Méndez de Vigo debe irse por su laxitud con el dopaje , Otro atentado salvaje que ahonda la división en Francia

Méndez de Vigo debe irse por su laxitud con el dopaje

La afición a la hípica de Iñigo Méndez de Vigo no es incompatible con una cartera en el Ministerio de Cultura y Deportes, pero sí que confiara el cuidado de sus caballos a un entrenador sancionado por dopar a los animales.

Nos encontramos en un momento de profundo debate en torno a la ética en el deporte y la alta competición que ha venido generado por hechos recientes, como la sentencia de la Operación Puerto o el escándalo del "dopaje de Estado" que dejará fuera de los Juegos de Río a buena parte de la delegación rusa. En tales circunstancias, no hay mayor incoherencia que seguir confiando la máxima autoridad deportiva del Estado a quien no tiene empacho en tener bajo su tutela a un tramposo por dopaje.

La falta de contundencia de España ante los casos de dopaje ha sido un asunto tan recurrente en la prensa internacional que muy probablemente fue la razón por la que fracasó la candidatura olímpica de Madrid. Ante el gran daño que ha causado el doping a la imagen de nuestro país, lo más oportuno a día de hoy es reclamar la marcha del ministro del Deporte.

Otro atentado salvaje que ahonda la división en Francia

El salvaje ataque terrorista reivindicado por el Estado Islámico en una iglesia de Saint-Étienne-du Rouvray que ha acabado con la vida de un sacerdote ha reabierto el debate de la seguridad nacional en Francia.

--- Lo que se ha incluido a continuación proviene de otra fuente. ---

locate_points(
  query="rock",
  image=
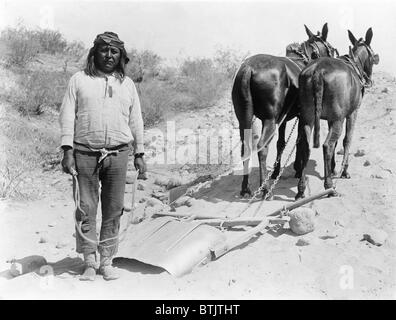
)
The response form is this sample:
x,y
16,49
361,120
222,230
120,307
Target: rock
x,y
161,181
376,237
340,222
160,195
152,202
140,186
61,244
142,176
43,239
150,211
26,265
190,202
360,153
130,179
302,220
173,183
302,242
182,201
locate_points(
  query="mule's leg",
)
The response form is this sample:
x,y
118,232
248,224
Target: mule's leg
x,y
302,157
333,163
246,153
349,128
335,130
280,145
268,130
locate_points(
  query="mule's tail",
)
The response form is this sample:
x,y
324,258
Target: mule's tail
x,y
317,87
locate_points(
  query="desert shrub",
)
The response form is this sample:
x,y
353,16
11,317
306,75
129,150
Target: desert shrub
x,y
201,81
157,98
27,144
21,45
75,49
50,41
41,89
143,65
228,61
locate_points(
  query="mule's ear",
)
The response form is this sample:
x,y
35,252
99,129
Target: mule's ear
x,y
309,33
325,30
351,53
352,38
376,59
369,36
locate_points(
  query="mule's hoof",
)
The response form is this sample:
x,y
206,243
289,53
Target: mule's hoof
x,y
345,175
246,193
299,195
333,194
274,175
267,197
334,173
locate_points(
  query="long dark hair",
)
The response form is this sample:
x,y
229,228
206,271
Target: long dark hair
x,y
91,70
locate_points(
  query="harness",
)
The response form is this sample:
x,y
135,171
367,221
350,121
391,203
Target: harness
x,y
364,79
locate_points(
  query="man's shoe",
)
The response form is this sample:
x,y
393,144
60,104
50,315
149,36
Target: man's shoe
x,y
108,272
89,274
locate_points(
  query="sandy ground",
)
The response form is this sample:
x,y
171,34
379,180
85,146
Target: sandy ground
x,y
334,263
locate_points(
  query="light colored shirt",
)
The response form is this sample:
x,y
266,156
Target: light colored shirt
x,y
101,112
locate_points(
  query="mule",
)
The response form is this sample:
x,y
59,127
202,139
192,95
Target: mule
x,y
266,87
332,89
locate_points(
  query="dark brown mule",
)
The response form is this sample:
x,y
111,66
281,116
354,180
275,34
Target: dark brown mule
x,y
332,89
266,86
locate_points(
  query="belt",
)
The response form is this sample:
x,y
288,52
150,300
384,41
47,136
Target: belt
x,y
103,151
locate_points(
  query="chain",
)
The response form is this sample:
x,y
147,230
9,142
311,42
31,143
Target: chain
x,y
263,185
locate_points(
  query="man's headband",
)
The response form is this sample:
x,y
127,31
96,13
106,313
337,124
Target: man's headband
x,y
111,38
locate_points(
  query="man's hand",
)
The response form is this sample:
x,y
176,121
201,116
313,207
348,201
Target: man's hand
x,y
141,166
68,164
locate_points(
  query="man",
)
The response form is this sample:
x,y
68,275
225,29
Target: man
x,y
100,120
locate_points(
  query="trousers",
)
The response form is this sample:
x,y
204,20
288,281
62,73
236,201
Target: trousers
x,y
105,180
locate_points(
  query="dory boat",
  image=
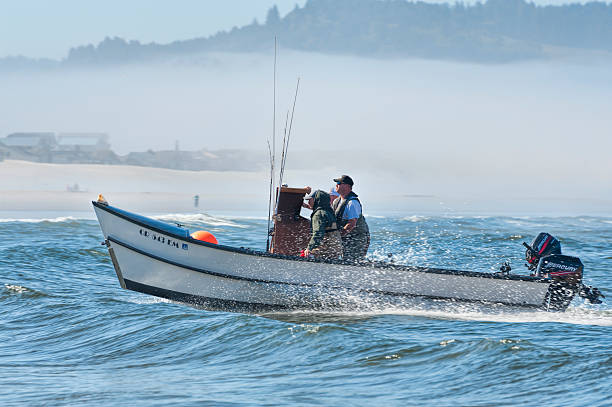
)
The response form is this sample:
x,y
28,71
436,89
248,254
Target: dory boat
x,y
160,259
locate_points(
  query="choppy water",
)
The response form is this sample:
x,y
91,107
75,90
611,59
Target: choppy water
x,y
69,335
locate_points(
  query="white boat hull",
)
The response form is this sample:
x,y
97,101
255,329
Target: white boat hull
x,y
162,260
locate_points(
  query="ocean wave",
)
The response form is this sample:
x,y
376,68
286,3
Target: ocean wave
x,y
444,310
199,218
415,218
58,219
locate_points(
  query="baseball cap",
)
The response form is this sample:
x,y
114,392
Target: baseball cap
x,y
344,179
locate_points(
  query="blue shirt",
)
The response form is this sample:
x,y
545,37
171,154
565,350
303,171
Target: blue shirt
x,y
352,210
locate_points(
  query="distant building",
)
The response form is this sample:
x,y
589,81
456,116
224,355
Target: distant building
x,y
30,146
85,142
91,148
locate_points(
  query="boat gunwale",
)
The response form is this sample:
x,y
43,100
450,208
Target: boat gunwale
x,y
295,284
370,264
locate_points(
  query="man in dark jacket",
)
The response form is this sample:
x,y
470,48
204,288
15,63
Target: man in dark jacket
x,y
325,241
349,217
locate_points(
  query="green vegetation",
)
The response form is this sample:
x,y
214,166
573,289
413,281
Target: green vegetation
x,y
496,31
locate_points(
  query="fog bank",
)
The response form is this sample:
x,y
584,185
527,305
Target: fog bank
x,y
533,131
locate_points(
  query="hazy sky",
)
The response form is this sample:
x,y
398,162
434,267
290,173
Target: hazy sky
x,y
49,28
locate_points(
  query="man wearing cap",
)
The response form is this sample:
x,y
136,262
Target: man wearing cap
x,y
325,242
349,216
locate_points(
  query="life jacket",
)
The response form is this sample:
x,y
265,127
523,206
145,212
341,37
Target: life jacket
x,y
321,203
361,227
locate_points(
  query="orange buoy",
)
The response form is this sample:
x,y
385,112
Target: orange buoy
x,y
204,236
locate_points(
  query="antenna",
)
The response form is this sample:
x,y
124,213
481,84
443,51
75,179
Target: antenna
x,y
288,135
272,152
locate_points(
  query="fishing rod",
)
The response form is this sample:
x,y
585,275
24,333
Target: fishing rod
x,y
272,152
287,138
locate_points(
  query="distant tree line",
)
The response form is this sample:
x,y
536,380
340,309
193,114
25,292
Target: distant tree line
x,y
495,31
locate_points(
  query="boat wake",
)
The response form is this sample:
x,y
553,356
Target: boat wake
x,y
574,315
199,218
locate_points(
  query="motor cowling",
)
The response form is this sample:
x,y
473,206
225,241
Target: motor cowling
x,y
543,245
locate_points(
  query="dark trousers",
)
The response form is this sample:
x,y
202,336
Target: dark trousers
x,y
355,246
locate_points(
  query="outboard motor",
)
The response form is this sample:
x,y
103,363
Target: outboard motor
x,y
543,245
544,256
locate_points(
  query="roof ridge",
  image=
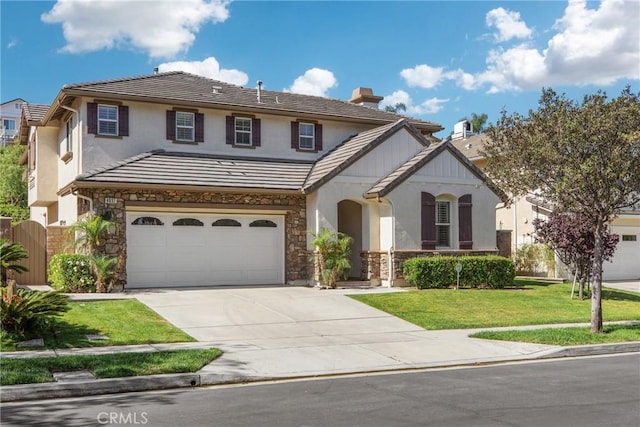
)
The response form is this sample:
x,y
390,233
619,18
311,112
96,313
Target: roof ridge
x,y
117,164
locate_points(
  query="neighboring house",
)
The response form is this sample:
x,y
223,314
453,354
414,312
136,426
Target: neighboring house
x,y
10,112
215,184
518,218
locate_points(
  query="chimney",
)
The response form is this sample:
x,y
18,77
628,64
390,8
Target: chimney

El presidente François Hollande ha condenado el "cobarde" asesinato y ha llamado "a la unidad y a la solidaridad de toda la nación". Un discurso muy parecido al del obispo de la región. Sin embargo, el tono conciliador del presidente de la República contrasta con el empleado por la oposición, que además de reprobar el atentado ha cuestionado la política antiterrorista del Ejecutivo y ha exigido más contundencia en la respuesta.

A medida que crece la violencia terrorista en Francia se va abriendo una fractura en el seno de la sociedad francesa. Y es que, desde marzo de 2012, la cifra de víctimas mortales que se ha cobrado el yihadismo en este país asciende a 243. Los atentados están dañando la credibilidad de Hollande y del actual gobierno socialista, y no hay que olvidar que hay elecciones presidenciales la próxima primavera. El propio calendario político puede contribuir a aumentar la crispación.